One of the advantages (or disadvantages) of having a small CSA farm is growing and tasting new kinds of vegetables – things that I’d seen but ignored because maybe I was a bit intimidated of cooking a vegetable that didn’t come frozen in a bag with the “how to” boiling instructions printed on it’s backside. So my tastes never reached far from plain green beans and shoe peg corn – the Jolly Green Giant kinda stuff. Ho –ho-ho.
Now that I am a farmer of sorts, I am trying stuff that even though it’s most likely old hat to experienced farm market shoppers, it’s new and exciting to me. I am almost embarrassed to say that I am an arugula newbie or that I am just learning how to cook chard.
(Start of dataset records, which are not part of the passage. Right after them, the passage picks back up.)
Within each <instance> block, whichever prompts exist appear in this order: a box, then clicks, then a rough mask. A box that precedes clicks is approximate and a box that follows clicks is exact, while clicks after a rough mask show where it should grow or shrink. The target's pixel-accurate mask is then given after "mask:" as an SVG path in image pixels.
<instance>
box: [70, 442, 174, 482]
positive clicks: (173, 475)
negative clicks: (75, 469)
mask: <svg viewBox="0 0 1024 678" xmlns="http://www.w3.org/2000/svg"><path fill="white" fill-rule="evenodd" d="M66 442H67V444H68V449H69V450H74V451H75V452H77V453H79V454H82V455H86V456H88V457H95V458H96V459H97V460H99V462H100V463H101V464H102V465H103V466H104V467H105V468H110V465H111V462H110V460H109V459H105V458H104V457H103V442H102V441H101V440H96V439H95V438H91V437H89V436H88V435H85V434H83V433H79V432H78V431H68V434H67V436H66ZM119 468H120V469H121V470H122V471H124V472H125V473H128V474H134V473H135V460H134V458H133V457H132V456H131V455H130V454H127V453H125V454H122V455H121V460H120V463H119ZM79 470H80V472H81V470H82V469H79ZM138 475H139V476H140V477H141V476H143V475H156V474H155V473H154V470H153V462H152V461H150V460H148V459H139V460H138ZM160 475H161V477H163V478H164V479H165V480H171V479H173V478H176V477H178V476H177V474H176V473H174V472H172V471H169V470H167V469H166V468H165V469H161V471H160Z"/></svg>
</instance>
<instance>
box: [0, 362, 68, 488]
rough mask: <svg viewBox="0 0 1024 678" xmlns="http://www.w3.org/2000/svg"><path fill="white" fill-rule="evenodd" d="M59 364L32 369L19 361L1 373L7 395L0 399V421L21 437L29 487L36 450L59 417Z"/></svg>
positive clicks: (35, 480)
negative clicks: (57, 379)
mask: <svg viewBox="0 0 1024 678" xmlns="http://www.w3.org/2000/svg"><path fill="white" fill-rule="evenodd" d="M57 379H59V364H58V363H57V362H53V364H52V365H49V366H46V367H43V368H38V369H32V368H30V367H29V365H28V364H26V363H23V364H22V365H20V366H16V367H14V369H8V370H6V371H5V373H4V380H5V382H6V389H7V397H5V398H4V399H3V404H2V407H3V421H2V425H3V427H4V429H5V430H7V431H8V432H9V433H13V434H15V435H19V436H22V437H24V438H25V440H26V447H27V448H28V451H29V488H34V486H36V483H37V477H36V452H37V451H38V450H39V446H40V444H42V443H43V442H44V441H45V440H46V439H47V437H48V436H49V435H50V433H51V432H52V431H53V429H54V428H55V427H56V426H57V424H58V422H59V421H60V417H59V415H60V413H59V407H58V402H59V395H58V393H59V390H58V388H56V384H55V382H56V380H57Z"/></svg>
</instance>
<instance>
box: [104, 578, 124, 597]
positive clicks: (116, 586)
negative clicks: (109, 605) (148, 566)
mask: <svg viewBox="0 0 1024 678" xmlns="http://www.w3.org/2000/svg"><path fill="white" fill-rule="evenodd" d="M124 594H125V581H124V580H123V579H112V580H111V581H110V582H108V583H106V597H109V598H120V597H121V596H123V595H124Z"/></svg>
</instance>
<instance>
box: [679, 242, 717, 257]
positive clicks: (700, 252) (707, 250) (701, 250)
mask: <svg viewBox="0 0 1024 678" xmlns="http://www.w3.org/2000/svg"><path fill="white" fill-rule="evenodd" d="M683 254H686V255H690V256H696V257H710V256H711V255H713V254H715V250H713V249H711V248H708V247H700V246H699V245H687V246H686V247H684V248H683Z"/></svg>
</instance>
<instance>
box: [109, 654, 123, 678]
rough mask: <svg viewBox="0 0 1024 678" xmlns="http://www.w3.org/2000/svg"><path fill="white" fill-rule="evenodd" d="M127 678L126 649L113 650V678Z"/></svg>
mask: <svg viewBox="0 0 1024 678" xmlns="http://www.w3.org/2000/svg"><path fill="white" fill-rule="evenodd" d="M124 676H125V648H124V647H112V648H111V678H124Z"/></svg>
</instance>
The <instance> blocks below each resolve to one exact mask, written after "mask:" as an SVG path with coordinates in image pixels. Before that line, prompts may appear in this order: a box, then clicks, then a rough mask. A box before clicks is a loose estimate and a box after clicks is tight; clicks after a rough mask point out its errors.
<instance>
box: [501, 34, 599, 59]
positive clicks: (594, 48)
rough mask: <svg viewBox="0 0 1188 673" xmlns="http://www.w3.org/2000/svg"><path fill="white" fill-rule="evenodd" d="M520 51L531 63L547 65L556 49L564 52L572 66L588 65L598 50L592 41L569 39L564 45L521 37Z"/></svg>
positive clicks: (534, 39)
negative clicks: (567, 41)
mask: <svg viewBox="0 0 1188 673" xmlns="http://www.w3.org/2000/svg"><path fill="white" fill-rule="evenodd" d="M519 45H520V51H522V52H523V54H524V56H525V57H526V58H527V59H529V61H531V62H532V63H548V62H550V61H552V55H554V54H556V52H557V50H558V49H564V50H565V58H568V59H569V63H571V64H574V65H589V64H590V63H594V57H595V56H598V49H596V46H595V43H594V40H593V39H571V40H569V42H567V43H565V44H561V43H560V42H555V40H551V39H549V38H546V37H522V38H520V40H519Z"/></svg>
And perhaps it’s just because I’ve been growing it myself, but cabbage doesn’t make me gag like it did when I was a kid.
Tonight I harvested some baby broccoli raab which up until this spring I had never grown before. I think that I seeded it a little too thickly, and could have thinned it a bit more. I hate to thin plants, because it means that some have to go to the great compost cloud in the sky, and I don’t like to exercise that kind of decision power. I like to let things just grow. But anyhow…I sautéed the raab in olive oil with garlic that I had grown last year. It was pretty good! I liked it! I will eat it again! It’s kind of funny that years ago I thought broccoli raab was some kind of rash you might get from playing in the woods….That’s how far I have come.
I am going to try growing a few other things this year – yellow tomatoes, potatoes, and a few new varieties of beans, peppers and edemame. And I am going to try okra once more… little by little I am leaving my vegetable comfort zone to see what I can grow, hoping that the new tastes will be as good or better than the old! Ho-ho-ho!